Re: [PATCH v4 2/2] PCI: Enable NO_BUS_RESET quirk for Nvidia GPUs

From: Shanker R Donthineni
Date: Wed May 05 2021 - 11:36:22 EST


Hi Pali,

On 5/5/21 7:15 AM, Pali Rohár wrote:
> Hello! If I understood this "reset" issue correctly, it means that
> affected PCIe GPU device cannot be reset via PCI Secondary Bus Reset
> (PCIe Warm Reset) and some special, platform specific reset type needs
> to be issued.
>
> And code for this platform specific reset is included in ACPI DSDT
> table.
Yes, correct.
> But because ACPI DSDT table is part of BIOS/firmware and not part of the
> PCIe GPU device itself, it means that this kind of reset is available to
> linux kernel only in the case when vendor of motherboard (or who burn
> BIOS/firmware into motherboard EEPROM) includes this specific code into
> HW. Am I Right?
ACPI specification provides a standard mechanism for a function level reset
using _RST method and should work for any OSPM not just Linux.

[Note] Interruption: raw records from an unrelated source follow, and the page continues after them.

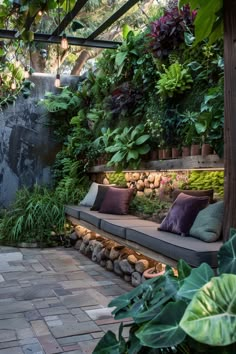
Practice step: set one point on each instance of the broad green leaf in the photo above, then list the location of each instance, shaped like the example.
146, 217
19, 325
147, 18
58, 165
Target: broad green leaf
227, 256
194, 65
232, 232
107, 345
200, 127
206, 18
119, 156
76, 25
210, 317
184, 270
142, 150
125, 302
134, 344
198, 277
163, 292
132, 155
125, 30
142, 139
164, 330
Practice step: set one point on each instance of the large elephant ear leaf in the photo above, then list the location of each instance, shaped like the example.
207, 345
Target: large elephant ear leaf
108, 345
164, 331
184, 270
198, 277
227, 255
210, 317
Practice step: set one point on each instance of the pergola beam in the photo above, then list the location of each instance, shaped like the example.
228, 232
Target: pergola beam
113, 18
48, 38
69, 17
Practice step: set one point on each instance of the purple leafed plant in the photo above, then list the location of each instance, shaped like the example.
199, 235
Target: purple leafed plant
167, 32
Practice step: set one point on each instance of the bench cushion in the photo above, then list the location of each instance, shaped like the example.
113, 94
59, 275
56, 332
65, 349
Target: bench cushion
192, 250
119, 225
145, 233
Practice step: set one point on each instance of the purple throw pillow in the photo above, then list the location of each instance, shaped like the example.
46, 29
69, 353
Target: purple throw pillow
194, 193
116, 201
102, 190
183, 213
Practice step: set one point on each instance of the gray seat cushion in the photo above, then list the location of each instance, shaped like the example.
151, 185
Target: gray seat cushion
145, 233
118, 226
73, 210
192, 250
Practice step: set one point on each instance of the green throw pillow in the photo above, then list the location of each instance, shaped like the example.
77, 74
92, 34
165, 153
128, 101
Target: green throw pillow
208, 223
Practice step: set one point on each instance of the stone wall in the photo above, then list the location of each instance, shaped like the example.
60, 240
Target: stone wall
27, 145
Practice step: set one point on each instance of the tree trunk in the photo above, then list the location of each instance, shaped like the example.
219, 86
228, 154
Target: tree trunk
230, 116
37, 62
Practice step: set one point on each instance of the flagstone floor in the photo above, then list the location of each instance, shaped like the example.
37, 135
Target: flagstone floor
54, 301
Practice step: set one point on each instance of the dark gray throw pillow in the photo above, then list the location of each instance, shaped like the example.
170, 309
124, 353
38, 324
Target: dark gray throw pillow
194, 193
208, 223
183, 213
116, 201
102, 190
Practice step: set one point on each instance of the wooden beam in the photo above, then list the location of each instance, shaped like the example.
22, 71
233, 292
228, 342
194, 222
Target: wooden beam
69, 17
83, 42
209, 162
230, 116
113, 18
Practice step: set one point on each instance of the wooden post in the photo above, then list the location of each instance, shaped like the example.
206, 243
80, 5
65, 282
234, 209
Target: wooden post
230, 116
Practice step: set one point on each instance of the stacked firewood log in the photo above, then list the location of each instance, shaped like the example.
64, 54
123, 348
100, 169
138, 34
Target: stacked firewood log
111, 255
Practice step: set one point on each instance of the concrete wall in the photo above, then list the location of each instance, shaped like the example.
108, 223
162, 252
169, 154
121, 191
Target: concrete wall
27, 145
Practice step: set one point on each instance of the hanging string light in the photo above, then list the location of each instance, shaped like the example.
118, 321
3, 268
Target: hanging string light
26, 72
57, 82
13, 85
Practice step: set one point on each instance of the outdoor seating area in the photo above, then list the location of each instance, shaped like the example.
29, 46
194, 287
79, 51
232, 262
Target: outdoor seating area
117, 176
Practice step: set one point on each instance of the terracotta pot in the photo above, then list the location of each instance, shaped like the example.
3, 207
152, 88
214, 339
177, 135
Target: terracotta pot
166, 154
206, 149
149, 273
195, 149
185, 151
154, 155
175, 153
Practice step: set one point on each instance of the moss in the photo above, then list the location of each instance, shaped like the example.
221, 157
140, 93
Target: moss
117, 178
207, 180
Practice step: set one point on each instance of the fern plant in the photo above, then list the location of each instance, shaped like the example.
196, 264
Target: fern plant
128, 147
175, 80
34, 216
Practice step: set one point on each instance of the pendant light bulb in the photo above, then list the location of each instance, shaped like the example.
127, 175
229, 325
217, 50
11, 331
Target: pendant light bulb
57, 82
13, 85
64, 42
26, 73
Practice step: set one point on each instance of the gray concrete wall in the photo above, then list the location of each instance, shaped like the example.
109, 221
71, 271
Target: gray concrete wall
27, 145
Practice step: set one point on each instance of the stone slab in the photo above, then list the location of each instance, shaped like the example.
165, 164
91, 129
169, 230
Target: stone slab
49, 344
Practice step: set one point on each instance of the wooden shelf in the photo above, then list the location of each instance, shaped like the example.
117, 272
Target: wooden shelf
184, 163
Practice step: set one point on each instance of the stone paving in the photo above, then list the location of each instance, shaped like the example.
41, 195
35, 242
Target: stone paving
54, 301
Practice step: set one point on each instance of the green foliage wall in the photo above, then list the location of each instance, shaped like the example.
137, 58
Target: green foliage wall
207, 180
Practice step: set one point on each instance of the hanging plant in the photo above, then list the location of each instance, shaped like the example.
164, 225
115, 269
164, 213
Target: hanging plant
12, 83
167, 32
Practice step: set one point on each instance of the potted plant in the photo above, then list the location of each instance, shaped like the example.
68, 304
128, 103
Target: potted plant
156, 271
189, 136
154, 128
128, 147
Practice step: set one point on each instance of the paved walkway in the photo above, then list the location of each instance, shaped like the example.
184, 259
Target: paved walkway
54, 301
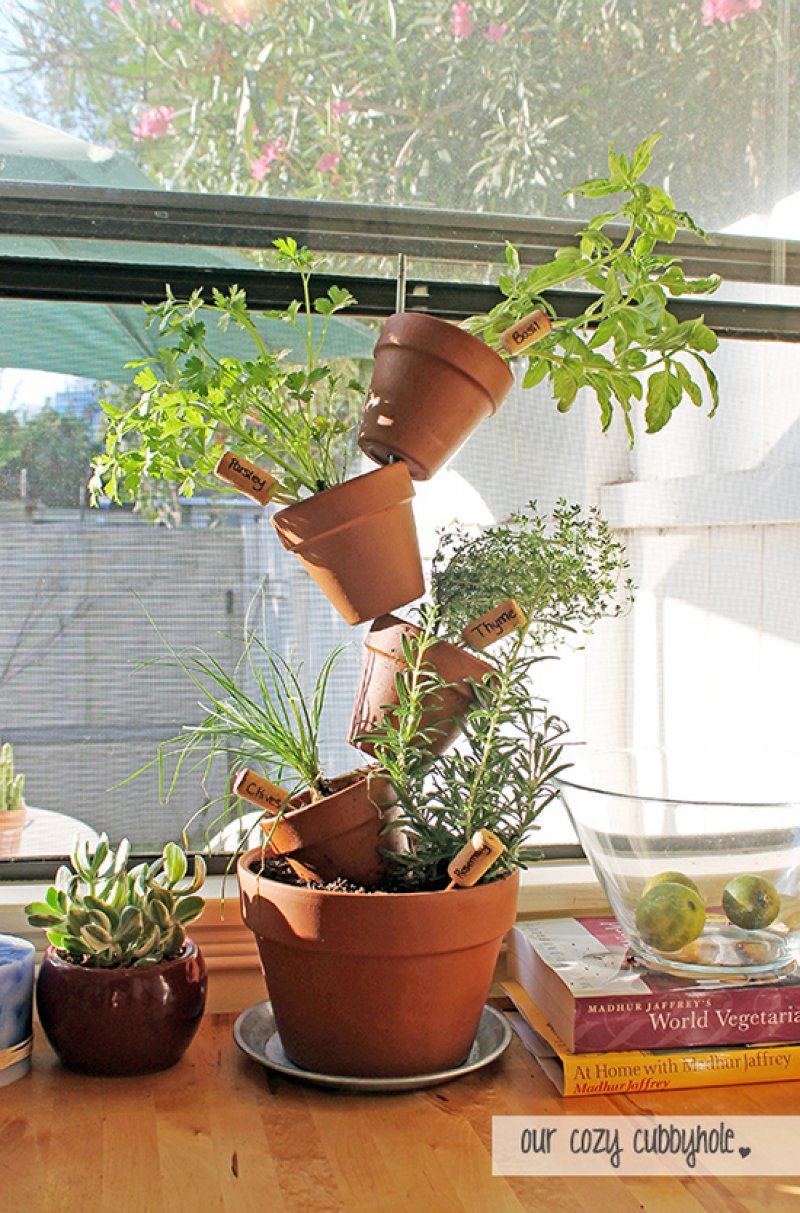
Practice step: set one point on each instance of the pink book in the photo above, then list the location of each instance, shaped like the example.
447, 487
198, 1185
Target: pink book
581, 975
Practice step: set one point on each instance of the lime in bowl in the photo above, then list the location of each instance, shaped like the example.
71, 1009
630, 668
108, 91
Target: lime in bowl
698, 856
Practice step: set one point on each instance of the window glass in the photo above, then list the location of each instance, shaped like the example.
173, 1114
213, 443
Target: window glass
478, 107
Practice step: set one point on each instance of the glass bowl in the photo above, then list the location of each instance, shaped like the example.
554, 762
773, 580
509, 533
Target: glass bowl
708, 820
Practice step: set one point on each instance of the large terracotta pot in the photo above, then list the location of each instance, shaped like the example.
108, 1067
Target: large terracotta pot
125, 1020
432, 385
359, 542
376, 984
378, 687
337, 835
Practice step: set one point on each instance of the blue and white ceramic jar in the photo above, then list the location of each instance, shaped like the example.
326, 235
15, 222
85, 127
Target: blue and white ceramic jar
17, 961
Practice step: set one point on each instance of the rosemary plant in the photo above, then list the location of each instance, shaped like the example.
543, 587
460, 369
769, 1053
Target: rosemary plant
296, 422
500, 776
626, 343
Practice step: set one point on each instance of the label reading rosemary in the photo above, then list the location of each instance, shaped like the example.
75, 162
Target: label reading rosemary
252, 480
495, 624
475, 858
260, 791
526, 331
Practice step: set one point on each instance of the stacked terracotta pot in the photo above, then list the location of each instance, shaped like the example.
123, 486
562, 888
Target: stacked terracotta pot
386, 984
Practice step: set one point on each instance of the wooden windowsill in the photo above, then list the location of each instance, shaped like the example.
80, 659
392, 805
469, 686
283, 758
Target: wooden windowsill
218, 1132
234, 974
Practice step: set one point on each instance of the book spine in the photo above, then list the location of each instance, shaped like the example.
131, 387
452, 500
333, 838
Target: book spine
704, 1019
621, 1072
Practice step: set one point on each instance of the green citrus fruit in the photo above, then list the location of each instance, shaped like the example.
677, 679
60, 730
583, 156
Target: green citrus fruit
750, 901
670, 916
672, 878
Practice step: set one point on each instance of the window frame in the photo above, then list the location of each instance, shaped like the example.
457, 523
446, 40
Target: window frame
405, 233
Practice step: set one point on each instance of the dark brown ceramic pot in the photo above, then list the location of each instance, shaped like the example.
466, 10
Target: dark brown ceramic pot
432, 385
125, 1020
376, 984
359, 542
337, 835
378, 687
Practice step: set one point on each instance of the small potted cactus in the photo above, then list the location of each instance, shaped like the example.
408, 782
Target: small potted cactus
121, 989
12, 806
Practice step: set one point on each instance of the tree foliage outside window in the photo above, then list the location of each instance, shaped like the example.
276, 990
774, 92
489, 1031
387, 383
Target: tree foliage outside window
491, 106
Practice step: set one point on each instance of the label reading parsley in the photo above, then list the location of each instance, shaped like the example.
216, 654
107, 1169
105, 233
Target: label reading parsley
495, 624
526, 331
260, 791
252, 480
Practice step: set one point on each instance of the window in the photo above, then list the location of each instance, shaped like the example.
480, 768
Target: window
435, 131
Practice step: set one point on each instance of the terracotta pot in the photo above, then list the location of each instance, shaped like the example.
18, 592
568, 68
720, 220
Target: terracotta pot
11, 826
378, 689
359, 542
125, 1020
432, 385
376, 984
338, 835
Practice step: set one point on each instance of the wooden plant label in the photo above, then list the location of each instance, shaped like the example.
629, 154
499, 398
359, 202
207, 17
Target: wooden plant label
252, 480
260, 791
474, 859
526, 331
495, 624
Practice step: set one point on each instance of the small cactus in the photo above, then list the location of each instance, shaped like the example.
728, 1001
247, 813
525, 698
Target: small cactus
104, 916
11, 786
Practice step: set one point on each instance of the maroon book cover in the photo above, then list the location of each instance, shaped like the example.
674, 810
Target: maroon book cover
578, 971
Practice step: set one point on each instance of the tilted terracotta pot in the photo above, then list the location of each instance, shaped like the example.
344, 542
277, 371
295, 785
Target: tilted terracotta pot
378, 689
359, 542
338, 835
125, 1020
432, 385
376, 984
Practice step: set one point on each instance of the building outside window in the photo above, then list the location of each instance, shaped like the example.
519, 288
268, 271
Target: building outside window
436, 130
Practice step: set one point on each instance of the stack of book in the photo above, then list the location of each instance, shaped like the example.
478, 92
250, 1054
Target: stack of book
598, 1023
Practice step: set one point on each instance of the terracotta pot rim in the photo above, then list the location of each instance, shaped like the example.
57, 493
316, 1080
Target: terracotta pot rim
121, 972
458, 651
472, 343
312, 505
377, 895
300, 816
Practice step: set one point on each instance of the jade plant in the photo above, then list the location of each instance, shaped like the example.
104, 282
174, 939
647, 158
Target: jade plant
102, 915
296, 422
626, 345
11, 786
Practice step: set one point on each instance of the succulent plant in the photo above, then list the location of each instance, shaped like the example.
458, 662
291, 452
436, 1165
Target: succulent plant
11, 786
104, 916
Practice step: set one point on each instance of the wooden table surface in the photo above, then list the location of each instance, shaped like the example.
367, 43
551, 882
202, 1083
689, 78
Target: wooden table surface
221, 1134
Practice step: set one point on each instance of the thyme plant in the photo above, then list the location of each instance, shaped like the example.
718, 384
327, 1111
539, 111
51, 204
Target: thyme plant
626, 345
296, 421
565, 573
565, 570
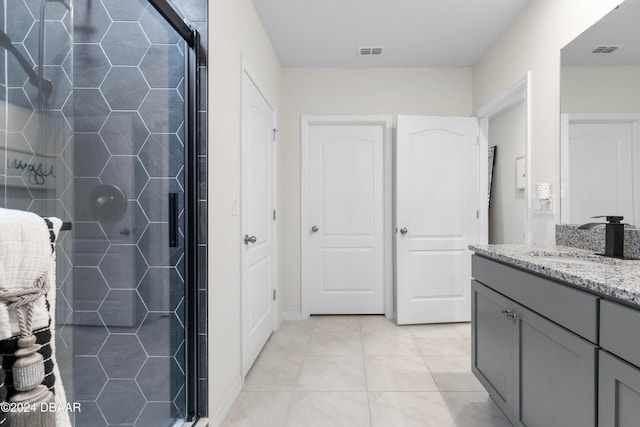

https://docs.microsoft.com/en-us/windows-hardware/drivers/kernel/resetting-and-recovering-a-device
ACPI firmware: Function-level reset
To support function-level device reset, there must be an _RST method defined inside the Device scope. If present, this method will override the bus driver's implementation of function-level device reset (if present) for that device. When executed, the _RST method must reset only that device, and must not affect other devices. In addition, the device must stay connected on the bus.
> So if this PCIe GPU device is connected to other motherboard or other
> system then this special platform reset in ACPI DSDT is not available.
PCI hw resets won't work. only way to reset the device using platform specific code.
> What is doing default APCI _RST() method on motherboards without this
> special platform reset hook? It probably would not be able to reset
> these PCIe GPU devices if standard SBR cannot reset them.
Yes, BIOS/firmware has to support where these affected  GPU devices are attached.
These GPU devices are not plug-in PCIe cards, only exist on server baseboards and
directly attached to PCIe fabric. 
> Would not be better to include for these PCIe devices "native" linux
> code for resetting them?
It requires complicated code sequence and has to access many platform specific
registers. We're taking advantage of OS independent standard ACPI-RST reset
mechanism for resting the GPU device.
> Please correct me if I'm wrong in my assumption or if I understood this
> issue incorrectly.
The GPU has side effects after triggering the SBR, it requires the system reboot to
bring the device back to the operating state, This workaround is to prevent SBR.